ToothGrowth$dose <- as.factor(ToothGrowth$dose)
summary(ToothGrowth)
## len supp dose
## Min. : 4.20 OJ:30 0.5:20
## 1st Qu.:13.07 VC:30 1 :20
## Median :19.25 2 :20
## Mean :18.81
## 3rd Qu.:25.27
## Max. :33.90
In addition, we will also plot boxplots of the trend of tooth length versus dose by supplement, and vice versa, versus supplement by dose.
library(ggplot2)
## Warning: package 'ggplot2' was built under R version 3.1.3
ggplot(ToothGrowth, aes(dose, len)) + geom_point() + facet_grid(. ~ supp) + geom_boxplot(alpha = 0.2) + stat_boxplot(geom ='errorbar')
library(ggplot2)
ggplot(ToothGrowth, aes(supp, len)) + geom_point() + facet_grid(. ~ dose) + geom_boxplot(alpha = 0.2) + stat_boxplot(geom ='errorbar')

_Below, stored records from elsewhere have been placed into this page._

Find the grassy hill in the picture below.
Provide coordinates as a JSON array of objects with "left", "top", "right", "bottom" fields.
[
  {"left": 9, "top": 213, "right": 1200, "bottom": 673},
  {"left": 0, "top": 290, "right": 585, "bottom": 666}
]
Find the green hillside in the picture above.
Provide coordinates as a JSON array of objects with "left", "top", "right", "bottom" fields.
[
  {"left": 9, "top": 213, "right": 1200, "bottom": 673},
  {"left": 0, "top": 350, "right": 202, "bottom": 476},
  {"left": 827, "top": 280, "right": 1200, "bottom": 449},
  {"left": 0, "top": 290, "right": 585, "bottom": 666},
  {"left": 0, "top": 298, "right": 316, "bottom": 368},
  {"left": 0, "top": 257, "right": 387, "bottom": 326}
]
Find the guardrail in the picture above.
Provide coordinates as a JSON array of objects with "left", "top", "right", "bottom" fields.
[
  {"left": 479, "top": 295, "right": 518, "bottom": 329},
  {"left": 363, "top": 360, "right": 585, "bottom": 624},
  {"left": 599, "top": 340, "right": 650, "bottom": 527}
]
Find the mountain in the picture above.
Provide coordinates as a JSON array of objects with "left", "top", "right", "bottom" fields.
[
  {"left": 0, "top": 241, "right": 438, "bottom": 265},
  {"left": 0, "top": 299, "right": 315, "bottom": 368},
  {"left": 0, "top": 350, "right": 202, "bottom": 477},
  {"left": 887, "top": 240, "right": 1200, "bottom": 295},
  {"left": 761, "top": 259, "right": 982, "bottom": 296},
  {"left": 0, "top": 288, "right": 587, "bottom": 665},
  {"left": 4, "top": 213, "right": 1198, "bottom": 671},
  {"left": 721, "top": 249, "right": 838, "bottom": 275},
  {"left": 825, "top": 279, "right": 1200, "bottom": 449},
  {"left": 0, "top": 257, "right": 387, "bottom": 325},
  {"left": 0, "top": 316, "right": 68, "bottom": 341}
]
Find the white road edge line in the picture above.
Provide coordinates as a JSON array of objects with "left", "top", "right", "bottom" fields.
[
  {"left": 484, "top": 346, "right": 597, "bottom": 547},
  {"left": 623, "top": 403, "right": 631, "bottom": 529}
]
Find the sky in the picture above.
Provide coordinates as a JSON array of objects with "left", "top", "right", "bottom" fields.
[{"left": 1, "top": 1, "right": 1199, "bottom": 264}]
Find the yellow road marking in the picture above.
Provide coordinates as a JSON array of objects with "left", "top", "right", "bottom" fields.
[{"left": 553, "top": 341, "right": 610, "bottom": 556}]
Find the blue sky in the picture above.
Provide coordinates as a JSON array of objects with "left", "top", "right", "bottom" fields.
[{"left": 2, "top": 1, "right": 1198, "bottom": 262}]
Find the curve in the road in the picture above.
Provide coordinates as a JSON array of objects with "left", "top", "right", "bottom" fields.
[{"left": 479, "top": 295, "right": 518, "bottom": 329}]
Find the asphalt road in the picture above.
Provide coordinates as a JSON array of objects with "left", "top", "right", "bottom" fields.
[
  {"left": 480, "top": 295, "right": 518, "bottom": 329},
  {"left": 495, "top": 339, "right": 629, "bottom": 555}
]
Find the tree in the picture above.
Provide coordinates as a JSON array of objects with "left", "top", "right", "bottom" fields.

For either type of supplement, tooth length increases with dose. At doses of 0.5 and 1, OJ is a more effective supplement than VC, but at dose of 2, both supplements became comparable.
Before we do our analysis, We can subset the dataset by either supplement or dose.
VC <- subset(ToothGrowth, grepl("VC", ToothGrowth$supp))
OJ <- subset(ToothGrowth, grepl("OJ", ToothGrowth$supp))
DOSE05 <- subset(ToothGrowth, grepl("0.5", ToothGrowth$dose))
DOSE1 <- subset(ToothGrowth, grepl("1", ToothGrowth$dose))
DOSE2 <- subset(ToothGrowth, grepl("2", ToothGrowth$dose))
We will apply t-test in our hypothesis testing. However, since t-test only applies to two levels, we cannot do our analysis by supplement because of three levels of doses. We will therefore only do t-test on the tooth growth versus supplement, categorized by dose.
bydose <- data.frame(supp = c(0.5,1,2), pvalue = c(
t.test(len ~ supp, paired = FALSE, var.equal = FALSE, data = DOSE05)$p.value,
t.test(len ~ supp, paired = FALSE, var.equal = FALSE, data = DOSE1)$p.value,
t.test(len ~ supp, paired = FALSE, var.equal = FALSE, data = DOSE2)$p.value))
print(bydose)
## supp pvalue
## 1 0.5 0.006358607
## 2 1.0 0.001038376
## 3 2.0 0.963851589
Both doses 0.5 and 1.0 have p-values <0.05 which means supplements OJ and VC are significantly different (dose 1.0 even more so than 0.5) whereas dose 2.0 has p-value of 0.96 which is significantly >0.05 which means there is no statistically significant difference between supplements OJ and VC. This observation is also apparent on the boxplots above. We had therefore demonstrated both qualitative and quantitative comparisons of tooth growth by supplement and dose.